A decade of industry-wide labor struggles and bargaining debates culminated in nine Hollywood studios and five labor unions (carpenters, electricians, musicians, painters, and stagehands) signing the Studio Basic Agreement on 29 November 1926. Slightly over a month later, in January 1927, Louis B. Mayer (1882–1957), head of Metro-Goldwyn-Mayer (MGM) Studios, spearheaded an effort to avert further unionization of motion picture workers, especially the major artistic groups not yet organized: writers, directors, and actors. Mayer pressed for a representative umbrella organization when he and three others—Fred Beetson, head of the Association of Motion Picture Producers; Conrad Nagel (1897–1970), Mayer contract actor; and Fred Niblo (1874–1948), MGM director—met on 1 January 1927 to discuss business issues and the possibility of a "mutually beneficial" industry organization (Holden, p. 86). Sound films waited in the wings, conservative groups had strong community support and threatened increasing censorship pressure, and the economics of the business always merited attention and concern.
A second meeting on 11 January led to the initiation of articles of nonprofit incorporation, and on 4 May 1927 California legally established the Academy charter. In its mission statement, published 20 June 1927, the Academy of Motion Picture Arts and Sciences formed "to improve the artistic quality of the film medium, provide a common forum for the various branches and crafts of the industry, foster cooperation in technical research and cultural progress, and pursue a variety of other stated objectives." On the labor front, the Academy founders' preemptive action achieved only temporary success. The Screen Writers Guild organized on 6 April 1933; the Screen Actors Guild followed suit, with twenty-one actors filing articles of incorporation on 30 June with membership "open to all" as opposed to "by invitation only" ( www.sag.org ); and the Directors Guild of America encouraged an Awards boycott by all the guilds in January 1936, all after continuing labor disputes.
The conferring of "awards of merit for distinctive achievements" appears in the last half of goal five of the Academy's seven original goals. In fact, with the transition to sound under way at full throttle, the Academy did play a significant role in technical innovation and training.

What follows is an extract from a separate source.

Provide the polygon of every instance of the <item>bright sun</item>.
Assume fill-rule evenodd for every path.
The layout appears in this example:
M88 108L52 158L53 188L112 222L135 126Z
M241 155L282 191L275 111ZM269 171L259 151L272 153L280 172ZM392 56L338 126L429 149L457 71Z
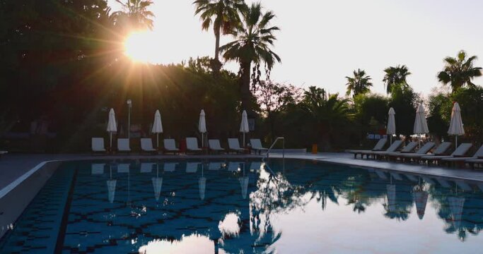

But almost as quickly, the Academy Awards ® emerged as public relations jewels for studios and individuals. In July 1928 the Academy first solicited Award nominations in twelve categories for the period from 1 August 1927 through 31 July 1928. The top ten nominees went to judges representing the five Academy branches. Each branch in turn forwarded three names to a centralized board, which then chose and announced the fifteen winners, who received their Awards at an anniversary dinner in the Blossom Room of the Hollywood Roosevelt Hotel on 16 May 1929. At a cost of $10 each, 250 guests attended the Awards dinner, where Wings took Best Picture; Janet Gaynor (1906–1984) was named Best Actress for three roles: Seventh Heaven , Street Angel , and Sunrise ; and Emil Jannings (1884–1950) was awarded Best Actor for The Last Command and The Way of All Flesh . For the first fifteen years, winners received their Oscars ® at private dinners. By the second Awards ceremonies, on 30 April 1930 (with seven awards bestowed), media coverage began with a live, hour-long, local radio broadcast; the entire ceremony was broadcast the following year, on 3 April 1931 (Levy, All About Oscar ® , p. 29). Interest continued to escalate thereafter. President Franklin D. Roosevelt spoke via radio to the Academy in 1941, President Harry Truman sent greetings in 1949, and President Ronald Reagan (former Screen Actors Guild president) provided a prerecorded video greeting in 1981. National coverage began in 1945; the first televised presentation of the Awards ceremonies took place on 19 March 1953.
On three occasions the Academy has postponed, but never canceled, the Awards show. In 1938 floods caused a one-week postponement; in 1968 the Academy postponed the ceremonies for two days after the assassination of Martin Luther King Jr.; and in 1981 the Academy delayed the ceremony for one day because of the attempted assassination of President Reagan. During the "blacklisting" period of the 1950s, political events altered policy: the Academy ruled in February 1957 that any past or present member of the Communist Party and anyone who refused a Congressional subpoena was ineligible for any Academy Award ® .Just under two years later, in January 1959, the Academy repealed that policy.